Tom Kington in Rome
Monday January 29, 2007
The Guardian
Pope Benedict XVI has warned Vatican judges to get tough on couples who ask the Catholic Church to annul their marriages.The Pope ordered the clampdown after new figures showed that the church's appeals court allowed 69 annulments in 2005 for reasons which included husbands being too attached to their mothers.
The court, known as the Sacra Rota, considers petitions from couples claiming their marriages were never truly valid. Apart from the get-out clause for women married to "mummy's boys", an "inability to assume conjugal obligations", usually due to a childhood trauma, appears among the successful reasons for annulment in 2005, as do alcoholism, use of cannabis, infidelity and a serious lack of "moderation in judgment" by a partner, meaning jealousy or a propensity to lie.

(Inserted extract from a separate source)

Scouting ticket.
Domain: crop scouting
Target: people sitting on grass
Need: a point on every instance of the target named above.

The Vatican does not permit divorcees to remarry in church and a growing number of annulment requests are winding their way from lower ecclesiastical courts to the appeals court in Rome, with the majority Italian, followed by requests from America and Poland. Princess Caroline of Monaco was able to annul her 1978 marriage to Philippe Junot on the grounds that they had produced no children.
But the Pope appeared to take a hard line on Saturday when he told the court's 20 judges to "respond with courage and faith" to "a distorted interpretation of the canonical norms in force".
He has repeatedly criticised the Italian government's plans for a law defining rights for unmarried couples. The institution of marriage, he said, was in danger of becoming no more than a legal agreement, "manipulated at will", and "even denied of its heterosexual character".
The Italian prime minister, Romano Prodi, said on Saturday that a bill on civil unions was close to completion.